Inéluctable, la vie n’est qu’une attribution de statuts « tu s’ras c’qu’on te dit tu discutes pas » « c’est comme le diabète, faut vivre avec » « j’aurais fait tout c’que j’peux faire » mais elle l’est car tu le crois : « mais pour moi ce s’ra la tête haute »  Fauve c’est ça : un précepte qui comme Lucrèce dit à Lucius : « Quand tu auras désappris à espérer je t’apprendrais à vouloir ».

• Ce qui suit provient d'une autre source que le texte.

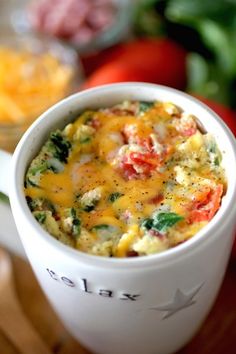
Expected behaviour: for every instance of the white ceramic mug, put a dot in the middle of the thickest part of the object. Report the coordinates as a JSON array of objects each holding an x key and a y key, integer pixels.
[{"x": 143, "y": 305}]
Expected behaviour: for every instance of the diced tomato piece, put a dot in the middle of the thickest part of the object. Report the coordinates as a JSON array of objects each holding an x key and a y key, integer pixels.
[
  {"x": 157, "y": 199},
  {"x": 205, "y": 209}
]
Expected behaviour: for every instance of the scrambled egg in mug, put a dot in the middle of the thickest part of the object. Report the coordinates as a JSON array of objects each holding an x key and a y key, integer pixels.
[{"x": 131, "y": 180}]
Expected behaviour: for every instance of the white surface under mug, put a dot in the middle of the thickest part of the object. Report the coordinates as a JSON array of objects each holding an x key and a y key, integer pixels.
[{"x": 143, "y": 305}]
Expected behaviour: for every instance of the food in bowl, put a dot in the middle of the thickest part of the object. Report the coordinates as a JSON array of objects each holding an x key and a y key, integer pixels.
[
  {"x": 130, "y": 180},
  {"x": 30, "y": 82}
]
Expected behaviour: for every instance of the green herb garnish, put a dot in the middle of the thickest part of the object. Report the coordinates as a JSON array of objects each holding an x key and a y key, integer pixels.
[
  {"x": 60, "y": 145},
  {"x": 40, "y": 217},
  {"x": 161, "y": 221}
]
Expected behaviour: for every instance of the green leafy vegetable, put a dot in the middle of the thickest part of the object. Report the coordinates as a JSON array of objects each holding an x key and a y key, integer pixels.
[
  {"x": 161, "y": 221},
  {"x": 60, "y": 146},
  {"x": 40, "y": 217},
  {"x": 76, "y": 223}
]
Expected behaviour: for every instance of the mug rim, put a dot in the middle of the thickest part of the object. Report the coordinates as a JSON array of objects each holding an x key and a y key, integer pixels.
[{"x": 17, "y": 194}]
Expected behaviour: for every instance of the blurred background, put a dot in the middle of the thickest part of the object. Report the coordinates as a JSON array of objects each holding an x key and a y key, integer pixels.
[{"x": 52, "y": 48}]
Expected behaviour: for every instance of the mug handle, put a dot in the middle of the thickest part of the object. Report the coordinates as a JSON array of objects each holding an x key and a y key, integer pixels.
[{"x": 5, "y": 163}]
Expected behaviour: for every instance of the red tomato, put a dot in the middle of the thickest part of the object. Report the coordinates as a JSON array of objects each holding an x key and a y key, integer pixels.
[
  {"x": 159, "y": 61},
  {"x": 228, "y": 116},
  {"x": 205, "y": 209}
]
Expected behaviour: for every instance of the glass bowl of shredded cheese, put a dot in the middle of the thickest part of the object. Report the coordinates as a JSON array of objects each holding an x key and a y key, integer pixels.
[{"x": 35, "y": 73}]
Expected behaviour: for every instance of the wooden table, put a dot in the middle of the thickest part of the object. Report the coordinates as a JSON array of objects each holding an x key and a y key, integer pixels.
[{"x": 217, "y": 336}]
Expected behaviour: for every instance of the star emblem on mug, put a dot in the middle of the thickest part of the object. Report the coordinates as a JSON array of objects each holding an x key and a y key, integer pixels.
[{"x": 181, "y": 300}]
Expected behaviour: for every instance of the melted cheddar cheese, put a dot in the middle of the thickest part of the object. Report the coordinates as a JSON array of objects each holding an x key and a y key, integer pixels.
[{"x": 130, "y": 180}]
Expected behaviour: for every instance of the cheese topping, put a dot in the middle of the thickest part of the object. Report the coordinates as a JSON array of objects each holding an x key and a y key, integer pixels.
[{"x": 131, "y": 180}]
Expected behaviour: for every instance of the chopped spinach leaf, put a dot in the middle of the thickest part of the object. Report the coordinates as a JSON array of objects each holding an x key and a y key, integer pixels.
[
  {"x": 114, "y": 196},
  {"x": 76, "y": 223},
  {"x": 145, "y": 106},
  {"x": 147, "y": 223},
  {"x": 38, "y": 169},
  {"x": 162, "y": 221},
  {"x": 60, "y": 145}
]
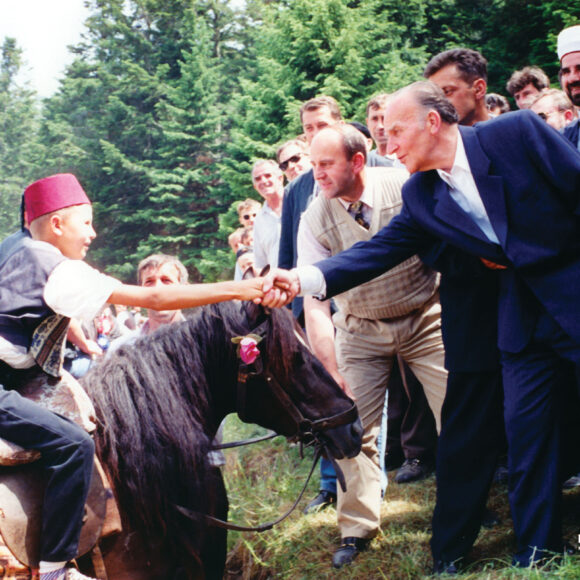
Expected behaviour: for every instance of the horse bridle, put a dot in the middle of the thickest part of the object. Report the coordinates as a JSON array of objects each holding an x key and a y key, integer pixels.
[{"x": 306, "y": 430}]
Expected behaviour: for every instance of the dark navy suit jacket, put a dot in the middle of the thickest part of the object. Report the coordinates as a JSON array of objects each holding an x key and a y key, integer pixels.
[{"x": 528, "y": 177}]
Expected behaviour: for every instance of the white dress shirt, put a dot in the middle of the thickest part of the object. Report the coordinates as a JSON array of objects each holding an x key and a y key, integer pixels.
[
  {"x": 464, "y": 192},
  {"x": 267, "y": 228}
]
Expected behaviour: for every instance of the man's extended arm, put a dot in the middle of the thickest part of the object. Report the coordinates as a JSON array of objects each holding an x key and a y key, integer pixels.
[{"x": 320, "y": 331}]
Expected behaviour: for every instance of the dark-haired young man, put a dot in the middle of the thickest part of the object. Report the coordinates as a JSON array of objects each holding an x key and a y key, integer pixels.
[
  {"x": 524, "y": 85},
  {"x": 462, "y": 75}
]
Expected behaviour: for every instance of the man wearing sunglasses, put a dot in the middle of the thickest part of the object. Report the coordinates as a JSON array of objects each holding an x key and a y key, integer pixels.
[{"x": 293, "y": 158}]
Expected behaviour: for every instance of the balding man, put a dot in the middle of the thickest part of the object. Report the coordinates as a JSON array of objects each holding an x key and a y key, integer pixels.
[
  {"x": 268, "y": 181},
  {"x": 396, "y": 314},
  {"x": 508, "y": 191},
  {"x": 555, "y": 108}
]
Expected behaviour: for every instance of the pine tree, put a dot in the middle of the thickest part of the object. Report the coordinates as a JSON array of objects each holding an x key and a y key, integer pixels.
[{"x": 19, "y": 147}]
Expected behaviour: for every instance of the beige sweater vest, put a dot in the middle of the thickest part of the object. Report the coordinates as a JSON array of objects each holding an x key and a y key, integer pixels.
[{"x": 398, "y": 291}]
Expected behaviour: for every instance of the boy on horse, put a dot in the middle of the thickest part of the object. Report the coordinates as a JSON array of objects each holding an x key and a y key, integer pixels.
[{"x": 43, "y": 283}]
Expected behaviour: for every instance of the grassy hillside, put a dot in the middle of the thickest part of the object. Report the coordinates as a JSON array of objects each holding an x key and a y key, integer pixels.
[{"x": 263, "y": 481}]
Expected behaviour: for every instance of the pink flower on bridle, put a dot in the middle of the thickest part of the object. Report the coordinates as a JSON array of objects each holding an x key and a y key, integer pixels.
[{"x": 248, "y": 349}]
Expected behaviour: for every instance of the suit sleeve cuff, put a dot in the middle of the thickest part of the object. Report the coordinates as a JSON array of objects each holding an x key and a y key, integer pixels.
[{"x": 312, "y": 282}]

Au final Fauve c’est quoi, musicalement ? Sur ces morceaux assez rythmés et toujours aussi parlant se greffe une apologie de l’Etre. Fauve ne fait pas de chichi. Fauve ne décore pas un son pour étaler sa science musicale. Fauve c’est un tout qui se reconnait et c’est ce qu’on aime. En soirée celui qui a écouté du Fauve une fois le reconnaitra la seconde qui suivra et pour toute une vie. Alors qu’on dit parfois qu’il a des tendances « Jacques Brel » nous nous disons qu’il a des tendances « Fauve ».

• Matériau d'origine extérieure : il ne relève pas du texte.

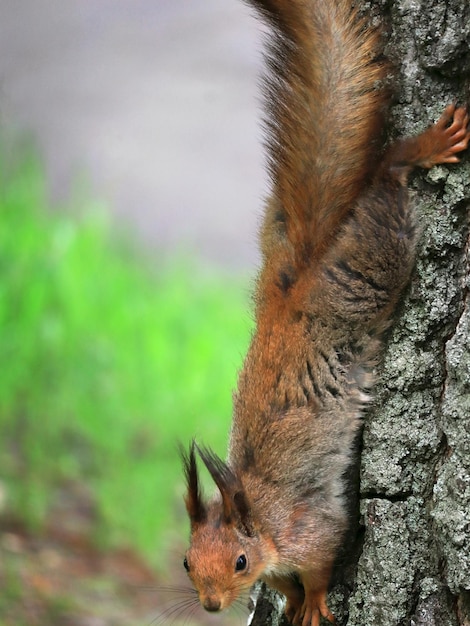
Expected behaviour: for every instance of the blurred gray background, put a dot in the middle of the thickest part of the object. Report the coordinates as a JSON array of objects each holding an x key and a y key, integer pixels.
[{"x": 155, "y": 103}]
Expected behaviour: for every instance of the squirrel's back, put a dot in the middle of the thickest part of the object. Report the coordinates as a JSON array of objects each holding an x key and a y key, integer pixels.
[{"x": 338, "y": 248}]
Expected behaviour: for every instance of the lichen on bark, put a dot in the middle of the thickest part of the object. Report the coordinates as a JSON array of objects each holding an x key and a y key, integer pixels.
[{"x": 414, "y": 563}]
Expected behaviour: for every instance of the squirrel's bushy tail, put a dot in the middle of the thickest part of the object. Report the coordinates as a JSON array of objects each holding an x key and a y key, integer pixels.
[{"x": 324, "y": 104}]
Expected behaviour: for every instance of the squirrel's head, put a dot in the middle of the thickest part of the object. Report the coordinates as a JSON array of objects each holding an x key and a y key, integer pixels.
[{"x": 227, "y": 554}]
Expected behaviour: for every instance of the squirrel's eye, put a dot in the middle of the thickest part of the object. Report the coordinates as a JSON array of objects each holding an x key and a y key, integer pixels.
[{"x": 241, "y": 563}]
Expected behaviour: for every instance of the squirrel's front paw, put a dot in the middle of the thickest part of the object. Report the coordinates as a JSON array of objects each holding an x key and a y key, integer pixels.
[{"x": 313, "y": 607}]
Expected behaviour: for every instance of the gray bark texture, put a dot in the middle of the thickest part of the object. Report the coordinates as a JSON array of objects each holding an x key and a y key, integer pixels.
[{"x": 412, "y": 563}]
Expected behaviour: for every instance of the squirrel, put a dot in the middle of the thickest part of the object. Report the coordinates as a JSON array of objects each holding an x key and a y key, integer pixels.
[{"x": 338, "y": 243}]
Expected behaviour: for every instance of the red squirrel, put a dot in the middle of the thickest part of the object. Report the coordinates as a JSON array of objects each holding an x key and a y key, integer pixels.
[{"x": 338, "y": 244}]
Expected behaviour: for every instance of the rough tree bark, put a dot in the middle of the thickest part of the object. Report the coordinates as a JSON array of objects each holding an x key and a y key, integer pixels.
[{"x": 413, "y": 562}]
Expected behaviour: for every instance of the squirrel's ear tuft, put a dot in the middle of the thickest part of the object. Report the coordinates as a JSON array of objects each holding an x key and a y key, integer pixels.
[
  {"x": 193, "y": 499},
  {"x": 234, "y": 502}
]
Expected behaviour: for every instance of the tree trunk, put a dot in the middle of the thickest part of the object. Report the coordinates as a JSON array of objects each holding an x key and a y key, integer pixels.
[{"x": 413, "y": 561}]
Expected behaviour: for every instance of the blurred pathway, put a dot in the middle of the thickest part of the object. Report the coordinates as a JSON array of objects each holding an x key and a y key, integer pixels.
[{"x": 155, "y": 101}]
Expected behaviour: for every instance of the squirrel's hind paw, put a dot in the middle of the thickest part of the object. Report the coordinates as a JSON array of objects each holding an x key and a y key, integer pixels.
[{"x": 448, "y": 136}]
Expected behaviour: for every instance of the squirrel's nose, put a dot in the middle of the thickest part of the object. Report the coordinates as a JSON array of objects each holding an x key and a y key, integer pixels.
[{"x": 211, "y": 604}]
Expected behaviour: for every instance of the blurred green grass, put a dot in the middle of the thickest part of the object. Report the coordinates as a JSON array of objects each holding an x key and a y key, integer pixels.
[{"x": 108, "y": 360}]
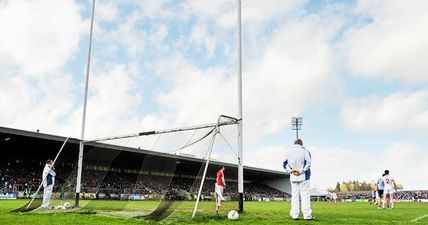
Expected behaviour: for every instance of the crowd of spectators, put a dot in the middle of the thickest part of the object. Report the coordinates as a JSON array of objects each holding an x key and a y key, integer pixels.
[
  {"x": 414, "y": 195},
  {"x": 21, "y": 176}
]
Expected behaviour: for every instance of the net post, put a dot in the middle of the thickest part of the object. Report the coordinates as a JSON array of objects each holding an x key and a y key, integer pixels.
[
  {"x": 203, "y": 176},
  {"x": 85, "y": 101},
  {"x": 53, "y": 163},
  {"x": 240, "y": 124}
]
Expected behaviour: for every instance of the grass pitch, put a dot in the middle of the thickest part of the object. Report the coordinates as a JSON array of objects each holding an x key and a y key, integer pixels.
[{"x": 115, "y": 212}]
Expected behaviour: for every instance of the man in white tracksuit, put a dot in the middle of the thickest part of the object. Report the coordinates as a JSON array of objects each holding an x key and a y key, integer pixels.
[
  {"x": 48, "y": 177},
  {"x": 297, "y": 163}
]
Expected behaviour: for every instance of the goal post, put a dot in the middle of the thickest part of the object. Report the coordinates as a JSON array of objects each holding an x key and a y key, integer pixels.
[{"x": 194, "y": 155}]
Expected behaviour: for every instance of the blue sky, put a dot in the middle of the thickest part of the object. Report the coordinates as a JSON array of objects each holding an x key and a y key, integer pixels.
[{"x": 355, "y": 70}]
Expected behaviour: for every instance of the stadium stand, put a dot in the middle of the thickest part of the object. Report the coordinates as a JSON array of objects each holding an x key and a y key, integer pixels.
[{"x": 26, "y": 153}]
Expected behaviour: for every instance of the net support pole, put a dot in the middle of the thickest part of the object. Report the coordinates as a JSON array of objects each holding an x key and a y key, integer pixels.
[
  {"x": 82, "y": 134},
  {"x": 240, "y": 122},
  {"x": 53, "y": 163},
  {"x": 208, "y": 156}
]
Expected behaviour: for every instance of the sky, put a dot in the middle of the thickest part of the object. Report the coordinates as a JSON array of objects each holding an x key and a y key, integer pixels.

Certes, aucune chanson de cet album nous fera dire « c’est celle-ci, c’est la perle » car Fauve ne nous vend pas de bijoux en or. Pas de risque de se planter avec un album qui ressemble fortement à l’EP. Cela dit entre les deux, l’homme ne change pas non plus, il est toujours aussi crédule… Entre reproches d’un « toujours déjà » et les louanges de la performance d’un spoken word, Fauve sera une addiction de l’année 2014. Qu’on l’aime ou qu’on le déteste, impossible d’y être indifférent.

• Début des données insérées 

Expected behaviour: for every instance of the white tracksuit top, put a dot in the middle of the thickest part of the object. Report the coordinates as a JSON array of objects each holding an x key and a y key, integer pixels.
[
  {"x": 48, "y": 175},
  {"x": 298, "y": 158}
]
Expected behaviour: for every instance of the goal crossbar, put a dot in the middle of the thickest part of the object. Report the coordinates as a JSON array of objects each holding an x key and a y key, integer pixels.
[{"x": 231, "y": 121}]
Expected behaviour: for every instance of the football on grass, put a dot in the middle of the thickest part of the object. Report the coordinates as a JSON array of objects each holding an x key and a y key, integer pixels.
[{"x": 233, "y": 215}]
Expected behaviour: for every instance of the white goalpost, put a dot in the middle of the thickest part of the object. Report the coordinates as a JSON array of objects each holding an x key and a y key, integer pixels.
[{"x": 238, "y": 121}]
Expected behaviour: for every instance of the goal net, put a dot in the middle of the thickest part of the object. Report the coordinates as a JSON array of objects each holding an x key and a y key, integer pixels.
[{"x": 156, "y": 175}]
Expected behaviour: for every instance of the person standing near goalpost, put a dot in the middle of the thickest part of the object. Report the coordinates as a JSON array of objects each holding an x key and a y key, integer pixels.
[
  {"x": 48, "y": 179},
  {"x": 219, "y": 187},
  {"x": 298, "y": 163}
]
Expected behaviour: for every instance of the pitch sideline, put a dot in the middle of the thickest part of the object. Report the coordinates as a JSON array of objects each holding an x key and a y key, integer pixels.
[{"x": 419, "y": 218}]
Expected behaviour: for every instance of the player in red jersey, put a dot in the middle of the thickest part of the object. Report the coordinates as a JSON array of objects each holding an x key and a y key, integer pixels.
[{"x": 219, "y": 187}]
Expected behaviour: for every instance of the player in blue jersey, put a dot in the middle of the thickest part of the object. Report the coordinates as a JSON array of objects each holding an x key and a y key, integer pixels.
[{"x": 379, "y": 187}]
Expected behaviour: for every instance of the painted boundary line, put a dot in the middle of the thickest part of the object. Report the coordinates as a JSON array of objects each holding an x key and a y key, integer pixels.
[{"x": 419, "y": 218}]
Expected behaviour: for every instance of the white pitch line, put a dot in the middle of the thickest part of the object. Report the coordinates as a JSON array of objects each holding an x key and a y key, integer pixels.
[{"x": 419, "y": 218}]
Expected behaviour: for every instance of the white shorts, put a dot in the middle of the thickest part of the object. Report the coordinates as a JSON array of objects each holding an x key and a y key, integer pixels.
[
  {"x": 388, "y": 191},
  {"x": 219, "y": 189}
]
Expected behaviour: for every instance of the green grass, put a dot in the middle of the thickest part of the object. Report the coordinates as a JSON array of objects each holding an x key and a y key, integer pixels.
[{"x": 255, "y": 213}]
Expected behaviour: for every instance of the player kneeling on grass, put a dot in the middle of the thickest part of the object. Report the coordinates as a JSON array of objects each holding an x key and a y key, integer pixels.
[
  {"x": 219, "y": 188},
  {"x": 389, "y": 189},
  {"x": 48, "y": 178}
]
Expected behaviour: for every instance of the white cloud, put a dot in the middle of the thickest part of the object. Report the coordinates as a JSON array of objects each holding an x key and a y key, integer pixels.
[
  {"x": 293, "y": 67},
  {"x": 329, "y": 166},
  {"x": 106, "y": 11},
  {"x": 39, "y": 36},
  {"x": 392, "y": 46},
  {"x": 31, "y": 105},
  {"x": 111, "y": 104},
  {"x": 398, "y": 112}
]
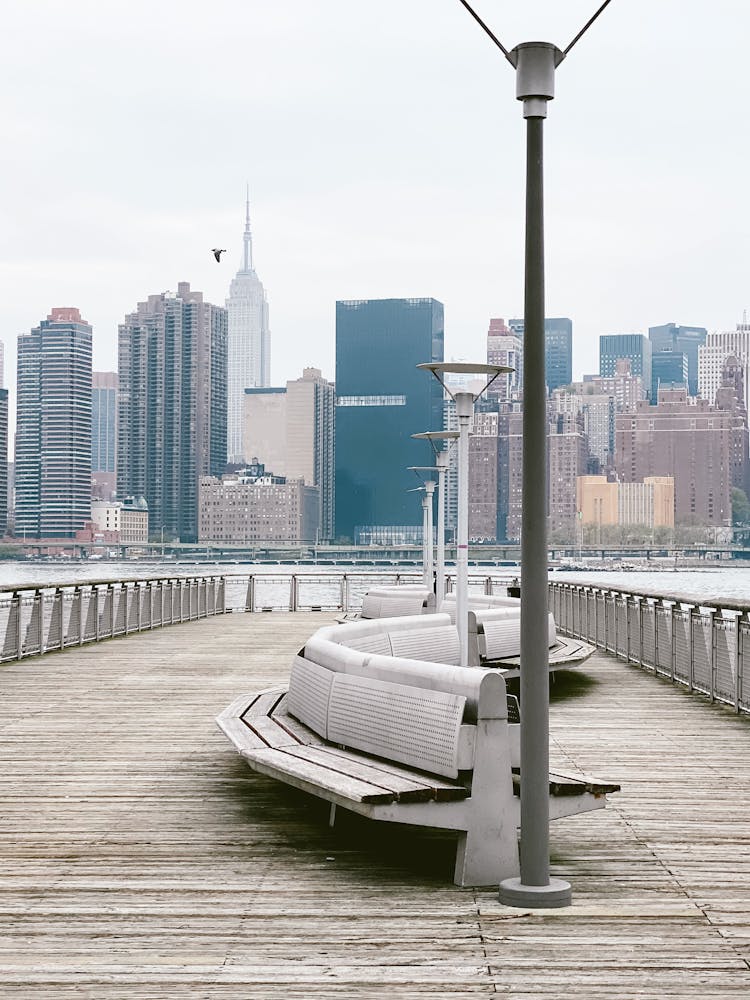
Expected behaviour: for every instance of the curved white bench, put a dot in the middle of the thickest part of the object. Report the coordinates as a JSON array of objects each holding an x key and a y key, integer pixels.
[
  {"x": 389, "y": 602},
  {"x": 400, "y": 739}
]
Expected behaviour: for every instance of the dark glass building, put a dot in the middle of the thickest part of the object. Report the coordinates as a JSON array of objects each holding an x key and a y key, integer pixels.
[
  {"x": 558, "y": 349},
  {"x": 53, "y": 427},
  {"x": 669, "y": 370},
  {"x": 687, "y": 339},
  {"x": 382, "y": 399},
  {"x": 633, "y": 346}
]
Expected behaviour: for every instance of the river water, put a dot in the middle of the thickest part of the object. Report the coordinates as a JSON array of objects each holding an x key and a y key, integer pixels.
[{"x": 710, "y": 582}]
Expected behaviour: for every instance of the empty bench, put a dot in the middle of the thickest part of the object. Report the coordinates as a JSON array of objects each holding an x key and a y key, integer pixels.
[
  {"x": 401, "y": 740},
  {"x": 495, "y": 639}
]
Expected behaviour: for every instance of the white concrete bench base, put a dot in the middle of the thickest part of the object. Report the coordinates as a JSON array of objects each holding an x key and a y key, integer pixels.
[{"x": 482, "y": 807}]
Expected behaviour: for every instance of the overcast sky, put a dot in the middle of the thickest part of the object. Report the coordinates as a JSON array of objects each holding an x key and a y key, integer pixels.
[{"x": 384, "y": 149}]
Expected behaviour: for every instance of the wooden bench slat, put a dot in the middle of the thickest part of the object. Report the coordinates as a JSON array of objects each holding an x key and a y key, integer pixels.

Les médias commencent petit à petit à s’y attacher et ils ont raison. La devise du média n’est-elle pas de parler, parler et encore parler de ce qu’on admire et de ce que l’on a en haine ? Plus l’idée regorge d’exclamations qu’elle soit positive ou négative, plus elle fera parler les hommes. Les publications sur les réseaux sociaux concernant Fauve vacillent entre « c’est quoi cette daube ? » et « coup de cœur de l’année ». Elles vacillent comme nous vacillons, d’ailleurs.

Les prochains qui diront « ouais, des fils à papa qui fond de la musique et croient connaitre la misère des gens » n’auront pas compris et pire encore, n’auront pas voulu comprendre. Comme beaucoup, ils se seront cachés derrière une opinion trop commune qui fait d’eux le commun des mortels des chansons de Fauve. Alors si tu l’as pas encore écouté ce nouveau bébé, il ne tient qu’à toi de le détester ou de l’adorer. Sache que tu ne pourras pas faire dans l’entre-deux.